The figures are from the annual EFPIA Patient WAIT Indicator Survey which measured how long it took medicines authorised for use by Europe’s medicines regulator, the European Medicines Agency, to become available for patients. The survey covered 39 European countries, including 27 in the EU, for the full four years between 2017 and 2020.
Most new medicines are assessed through stringent tests by the European Medicines Agency. If the medicines are licensed, companies can then apply to national authorities to reimburse them for patients in their health services. In Ireland, the HSE then evaluates the medicines based on prices agreed with companies. But that journey can take years after licensing. In the meantime, sick people who need vital medicines can’t get them.
Take cancer, a disease that kills one of us every hour. Ireland is almost four months slower to make new cancer medicines available to patients compared to the average across the EU. In Sweden, patients get cancer medicines over twice as fast as us. In Germany, the time between authorisation and availability for cancer medicines was 100 days. In Denmark, it was 140 days. Here, it was 661 days. That can’t be right.
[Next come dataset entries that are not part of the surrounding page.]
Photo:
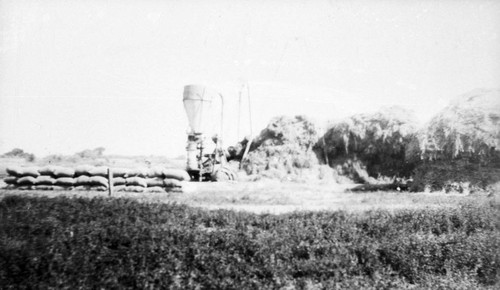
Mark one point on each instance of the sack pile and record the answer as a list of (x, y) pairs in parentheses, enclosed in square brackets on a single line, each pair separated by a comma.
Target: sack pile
[(87, 177)]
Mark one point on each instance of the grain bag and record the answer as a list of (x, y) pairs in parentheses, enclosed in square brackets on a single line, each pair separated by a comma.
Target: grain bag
[(151, 182), (138, 172), (134, 188), (99, 171), (82, 180), (13, 170), (43, 187), (119, 188), (99, 188), (155, 189), (29, 171), (119, 181), (44, 180), (120, 172), (171, 183), (64, 172), (155, 172), (10, 180), (65, 181), (136, 181), (47, 170), (98, 181), (83, 170), (26, 180), (178, 174)]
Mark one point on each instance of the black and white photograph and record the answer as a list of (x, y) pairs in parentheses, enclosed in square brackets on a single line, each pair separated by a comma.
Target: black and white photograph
[(237, 144)]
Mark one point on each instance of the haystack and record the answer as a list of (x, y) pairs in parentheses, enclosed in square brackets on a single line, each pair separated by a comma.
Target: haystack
[(469, 125), (365, 146), (459, 149), (284, 147)]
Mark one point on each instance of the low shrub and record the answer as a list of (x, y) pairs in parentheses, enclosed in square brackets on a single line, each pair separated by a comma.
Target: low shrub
[(119, 243)]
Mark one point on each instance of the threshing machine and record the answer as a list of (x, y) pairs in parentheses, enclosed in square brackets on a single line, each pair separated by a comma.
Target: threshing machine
[(206, 157)]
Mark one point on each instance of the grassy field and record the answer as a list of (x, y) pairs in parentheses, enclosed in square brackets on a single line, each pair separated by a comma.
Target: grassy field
[(320, 238)]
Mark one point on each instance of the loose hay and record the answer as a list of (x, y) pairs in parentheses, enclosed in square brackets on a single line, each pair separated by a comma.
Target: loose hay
[(285, 145), (458, 150), (365, 146)]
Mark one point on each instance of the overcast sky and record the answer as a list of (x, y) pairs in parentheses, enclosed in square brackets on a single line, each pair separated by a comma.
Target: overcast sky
[(83, 74)]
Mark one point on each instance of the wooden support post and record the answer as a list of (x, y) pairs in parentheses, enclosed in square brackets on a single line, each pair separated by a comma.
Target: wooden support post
[(110, 181)]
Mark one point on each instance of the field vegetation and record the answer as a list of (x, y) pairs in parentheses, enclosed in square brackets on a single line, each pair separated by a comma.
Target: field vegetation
[(121, 243)]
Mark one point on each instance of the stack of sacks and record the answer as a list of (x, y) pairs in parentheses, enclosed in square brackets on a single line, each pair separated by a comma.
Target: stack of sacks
[(88, 177), (45, 178), (155, 179)]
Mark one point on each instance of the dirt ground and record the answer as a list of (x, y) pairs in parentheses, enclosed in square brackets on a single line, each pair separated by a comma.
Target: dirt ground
[(274, 197)]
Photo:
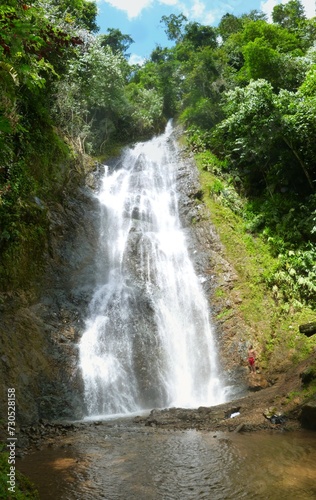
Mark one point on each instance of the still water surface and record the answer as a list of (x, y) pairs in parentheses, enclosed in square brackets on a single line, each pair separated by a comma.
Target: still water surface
[(119, 461)]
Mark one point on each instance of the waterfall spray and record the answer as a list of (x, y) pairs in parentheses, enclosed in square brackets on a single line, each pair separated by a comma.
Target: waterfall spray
[(148, 339)]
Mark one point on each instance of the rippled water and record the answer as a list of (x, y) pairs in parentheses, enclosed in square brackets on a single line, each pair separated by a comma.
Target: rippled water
[(121, 461)]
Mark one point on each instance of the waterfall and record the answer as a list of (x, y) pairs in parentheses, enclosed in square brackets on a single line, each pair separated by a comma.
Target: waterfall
[(148, 340)]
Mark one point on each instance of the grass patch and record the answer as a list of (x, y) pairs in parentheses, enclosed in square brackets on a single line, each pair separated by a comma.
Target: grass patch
[(273, 323)]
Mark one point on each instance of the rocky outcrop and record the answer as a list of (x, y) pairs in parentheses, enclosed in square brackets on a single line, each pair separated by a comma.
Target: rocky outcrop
[(40, 327)]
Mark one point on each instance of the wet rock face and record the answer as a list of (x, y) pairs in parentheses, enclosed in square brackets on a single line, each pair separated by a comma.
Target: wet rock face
[(39, 335), (308, 415), (39, 338)]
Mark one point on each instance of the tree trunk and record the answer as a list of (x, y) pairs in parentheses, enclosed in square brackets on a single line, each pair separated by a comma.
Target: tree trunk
[(308, 329)]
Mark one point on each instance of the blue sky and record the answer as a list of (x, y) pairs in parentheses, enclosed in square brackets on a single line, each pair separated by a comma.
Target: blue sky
[(141, 18)]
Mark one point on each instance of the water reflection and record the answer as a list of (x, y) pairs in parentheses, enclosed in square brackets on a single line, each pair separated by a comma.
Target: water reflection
[(129, 463)]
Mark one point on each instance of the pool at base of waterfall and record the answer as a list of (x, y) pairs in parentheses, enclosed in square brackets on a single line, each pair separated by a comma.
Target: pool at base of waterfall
[(116, 460)]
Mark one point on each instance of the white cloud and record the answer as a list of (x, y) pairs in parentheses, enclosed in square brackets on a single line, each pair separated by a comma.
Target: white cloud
[(194, 9), (132, 8), (169, 2), (135, 59), (267, 7)]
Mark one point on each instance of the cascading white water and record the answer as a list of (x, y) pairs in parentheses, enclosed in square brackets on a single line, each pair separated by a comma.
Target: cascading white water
[(148, 340)]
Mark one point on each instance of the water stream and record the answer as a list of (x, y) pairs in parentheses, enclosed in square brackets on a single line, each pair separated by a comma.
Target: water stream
[(148, 340)]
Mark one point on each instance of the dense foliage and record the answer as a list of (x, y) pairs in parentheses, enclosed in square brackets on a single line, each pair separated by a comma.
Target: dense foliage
[(244, 90)]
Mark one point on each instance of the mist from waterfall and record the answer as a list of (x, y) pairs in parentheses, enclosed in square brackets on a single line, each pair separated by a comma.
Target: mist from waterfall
[(148, 339)]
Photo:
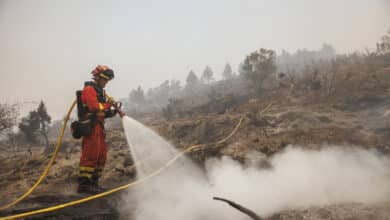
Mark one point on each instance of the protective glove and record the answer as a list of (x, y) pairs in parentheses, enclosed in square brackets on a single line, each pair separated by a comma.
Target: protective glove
[(110, 100)]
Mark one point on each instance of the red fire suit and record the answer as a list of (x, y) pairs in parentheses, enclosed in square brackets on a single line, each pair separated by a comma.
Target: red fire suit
[(94, 147)]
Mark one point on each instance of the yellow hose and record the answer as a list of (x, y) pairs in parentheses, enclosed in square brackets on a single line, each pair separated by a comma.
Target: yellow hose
[(46, 171), (89, 198)]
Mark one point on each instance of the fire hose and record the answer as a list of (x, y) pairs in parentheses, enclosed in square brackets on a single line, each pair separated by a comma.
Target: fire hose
[(103, 194)]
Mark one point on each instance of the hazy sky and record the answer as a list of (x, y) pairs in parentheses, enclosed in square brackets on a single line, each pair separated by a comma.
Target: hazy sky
[(49, 47)]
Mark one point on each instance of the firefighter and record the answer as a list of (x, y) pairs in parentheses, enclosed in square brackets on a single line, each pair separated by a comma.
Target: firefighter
[(94, 148)]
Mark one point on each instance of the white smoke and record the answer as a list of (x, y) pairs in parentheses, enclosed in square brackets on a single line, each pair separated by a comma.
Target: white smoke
[(297, 178)]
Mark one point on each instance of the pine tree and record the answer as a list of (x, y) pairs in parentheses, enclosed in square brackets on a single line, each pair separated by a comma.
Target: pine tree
[(192, 80), (227, 72), (207, 75)]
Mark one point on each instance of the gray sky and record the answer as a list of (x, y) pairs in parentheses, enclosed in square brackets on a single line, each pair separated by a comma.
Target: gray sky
[(49, 47)]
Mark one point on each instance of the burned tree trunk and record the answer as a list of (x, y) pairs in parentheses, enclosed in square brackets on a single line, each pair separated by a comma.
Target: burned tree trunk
[(240, 208)]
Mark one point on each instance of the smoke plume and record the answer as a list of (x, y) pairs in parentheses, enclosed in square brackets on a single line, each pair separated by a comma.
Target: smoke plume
[(296, 178)]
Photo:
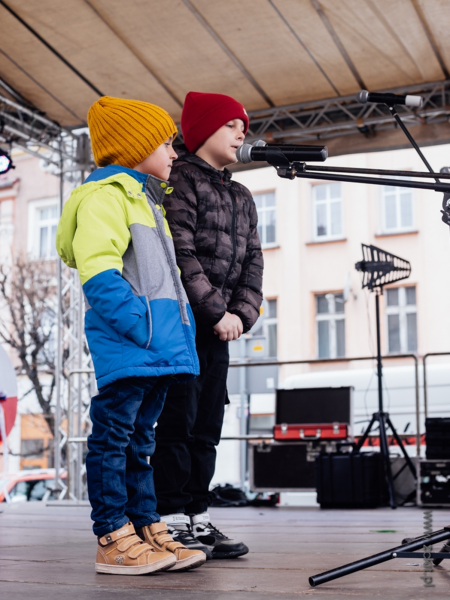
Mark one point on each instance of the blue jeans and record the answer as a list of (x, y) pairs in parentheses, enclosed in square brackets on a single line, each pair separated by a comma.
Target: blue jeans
[(119, 476)]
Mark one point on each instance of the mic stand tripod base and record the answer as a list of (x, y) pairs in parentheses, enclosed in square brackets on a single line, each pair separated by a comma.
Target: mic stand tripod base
[(384, 421), (402, 551)]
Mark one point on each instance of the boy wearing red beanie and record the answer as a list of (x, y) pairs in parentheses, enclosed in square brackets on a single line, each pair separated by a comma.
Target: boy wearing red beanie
[(214, 226)]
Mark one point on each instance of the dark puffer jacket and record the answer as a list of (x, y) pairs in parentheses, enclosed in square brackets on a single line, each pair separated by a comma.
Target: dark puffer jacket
[(214, 226)]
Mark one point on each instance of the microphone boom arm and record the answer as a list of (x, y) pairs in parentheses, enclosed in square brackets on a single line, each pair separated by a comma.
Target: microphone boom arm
[(304, 171)]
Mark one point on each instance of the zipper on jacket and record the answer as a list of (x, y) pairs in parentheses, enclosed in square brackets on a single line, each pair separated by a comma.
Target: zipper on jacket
[(233, 236), (149, 323)]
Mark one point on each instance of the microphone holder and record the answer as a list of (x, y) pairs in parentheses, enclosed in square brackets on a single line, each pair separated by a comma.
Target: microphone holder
[(380, 268), (303, 170)]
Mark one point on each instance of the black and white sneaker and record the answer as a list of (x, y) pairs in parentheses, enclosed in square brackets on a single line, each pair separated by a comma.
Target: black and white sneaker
[(180, 529), (212, 538)]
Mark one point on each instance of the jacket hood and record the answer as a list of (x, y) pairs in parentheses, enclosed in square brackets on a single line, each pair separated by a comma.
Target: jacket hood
[(215, 175), (131, 181)]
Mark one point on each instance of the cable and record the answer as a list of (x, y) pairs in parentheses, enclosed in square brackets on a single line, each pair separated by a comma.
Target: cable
[(47, 45)]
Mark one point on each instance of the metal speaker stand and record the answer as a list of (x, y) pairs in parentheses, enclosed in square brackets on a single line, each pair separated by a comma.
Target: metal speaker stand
[(380, 268)]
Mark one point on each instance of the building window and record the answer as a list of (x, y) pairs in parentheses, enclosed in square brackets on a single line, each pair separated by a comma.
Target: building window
[(47, 224), (401, 320), (397, 209), (270, 328), (330, 326), (42, 226), (267, 218), (327, 210)]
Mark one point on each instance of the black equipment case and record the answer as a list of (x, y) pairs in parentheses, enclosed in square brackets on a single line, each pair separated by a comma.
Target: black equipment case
[(284, 466), (437, 438), (433, 483), (318, 413), (350, 480)]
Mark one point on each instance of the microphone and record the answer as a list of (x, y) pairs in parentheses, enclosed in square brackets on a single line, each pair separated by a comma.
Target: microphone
[(390, 99), (280, 155)]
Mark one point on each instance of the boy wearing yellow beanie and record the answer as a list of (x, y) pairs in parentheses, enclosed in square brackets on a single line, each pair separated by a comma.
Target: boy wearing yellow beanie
[(139, 327)]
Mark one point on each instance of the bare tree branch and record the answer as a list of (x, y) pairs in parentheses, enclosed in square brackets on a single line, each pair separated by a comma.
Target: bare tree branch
[(28, 301)]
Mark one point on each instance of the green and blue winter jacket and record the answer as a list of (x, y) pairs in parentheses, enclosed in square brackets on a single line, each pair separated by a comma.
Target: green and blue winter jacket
[(138, 320)]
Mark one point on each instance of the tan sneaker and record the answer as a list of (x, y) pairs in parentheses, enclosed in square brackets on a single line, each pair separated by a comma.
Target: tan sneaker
[(158, 537), (122, 552)]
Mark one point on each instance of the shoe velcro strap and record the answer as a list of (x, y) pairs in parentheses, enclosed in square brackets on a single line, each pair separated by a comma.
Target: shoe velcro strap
[(172, 546), (131, 540), (157, 528), (137, 550), (164, 539), (124, 531)]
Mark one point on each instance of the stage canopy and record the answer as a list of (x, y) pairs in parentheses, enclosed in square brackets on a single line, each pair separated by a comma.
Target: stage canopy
[(294, 64)]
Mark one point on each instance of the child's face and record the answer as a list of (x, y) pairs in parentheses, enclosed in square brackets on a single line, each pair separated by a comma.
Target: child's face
[(159, 162), (219, 150)]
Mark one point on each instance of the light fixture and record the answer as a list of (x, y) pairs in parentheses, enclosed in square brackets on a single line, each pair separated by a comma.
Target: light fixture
[(5, 162)]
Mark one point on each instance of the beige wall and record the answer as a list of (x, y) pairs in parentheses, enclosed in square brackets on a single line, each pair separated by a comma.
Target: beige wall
[(299, 268)]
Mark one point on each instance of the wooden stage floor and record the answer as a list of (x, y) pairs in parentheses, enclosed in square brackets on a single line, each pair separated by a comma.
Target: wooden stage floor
[(48, 552)]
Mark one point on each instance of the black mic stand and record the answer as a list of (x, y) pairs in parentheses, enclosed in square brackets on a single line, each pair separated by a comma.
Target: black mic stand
[(380, 268), (289, 170)]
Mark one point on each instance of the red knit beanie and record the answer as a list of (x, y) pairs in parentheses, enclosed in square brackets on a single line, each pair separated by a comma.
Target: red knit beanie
[(203, 114)]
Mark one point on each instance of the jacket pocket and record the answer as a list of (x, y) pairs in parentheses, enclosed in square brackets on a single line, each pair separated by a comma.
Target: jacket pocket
[(141, 332)]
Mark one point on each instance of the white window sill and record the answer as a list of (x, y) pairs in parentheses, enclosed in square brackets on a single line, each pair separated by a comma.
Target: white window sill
[(326, 240), (396, 232)]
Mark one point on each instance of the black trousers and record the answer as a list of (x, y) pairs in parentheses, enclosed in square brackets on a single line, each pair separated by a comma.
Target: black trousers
[(188, 432)]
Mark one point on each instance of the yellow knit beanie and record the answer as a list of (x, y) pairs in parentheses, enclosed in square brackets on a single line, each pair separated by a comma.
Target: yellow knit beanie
[(124, 132)]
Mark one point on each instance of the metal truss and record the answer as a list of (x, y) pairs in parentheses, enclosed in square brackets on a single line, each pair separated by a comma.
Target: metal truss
[(343, 116), (30, 130), (78, 386), (67, 156)]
For rare diseases, which affect about 300,000 people in Ireland, we are the slowest country in western Europe to make orphan medicines available to patients. Other countries in central and eastern Europe, like Romania, Bulgaria, Slovenia and Slovakia, are faster than us.
Overall, the survey shows that new medicines proposed for reimbursement in Ireland face waiting an average of 541 days before the health services can use them.
What causes delays in access to new medicines? Funding and processes. The industry can help to fix both – but it is not just down to us. Funding is improving. In the past two Budgets, the Government has invested €80 million in new medicines, helping to improve access for patients. Rebates and discounts on older medicines, amounting to up to €800 million, mean the State can reinvest in new medicines through our cost-reduction efforts. Partnership is the best way to improve patients’ access to new medicines within a reasonable level of investment growth by the State.
The decision pathway a drug must travel, especially after it has been assessed clinically, still takes far too long. Our reimbursement process should be more efficient. We want to work on solutions, alongside the State, so that barriers give way to breakthroughs. A Bill, proposed by Fianna Fáil’s Pádraig O’Sullivan, for better access to orphan drugs is a step in the right direction.
We live in an era of medical innovation. Thousands of treatments, diagnostics, vaccines and cures are in development globally. Medicines have helped us to make major gains in the fight against heart disease, stroke and many forms of cancer. New treatments are coming for cancer, Alzheimer’s disease and dementia, Parkinson’s disease and more. Gene therapy is offering new hope, maybe even cures, to patients.
Despite all this innovation, Europe’s medicines bills have have remained a stable share of health budgets. The key drivers of cost are ageing populations and the burden of chronic diseases. In the long run, medicines reduce health costs.
Getting access to a new medicine could, for some patients, mean seeing another Christmas, staying out of hospital or being able to breathe more easily. If these stories don’t inspire us all to find ways to get new medicines to patients when they need them, it is hard to know what will.
ENDS
Bernard Mallee is Director of Communications and Advocacy for the Irish Pharmaceutical Healthcare Association.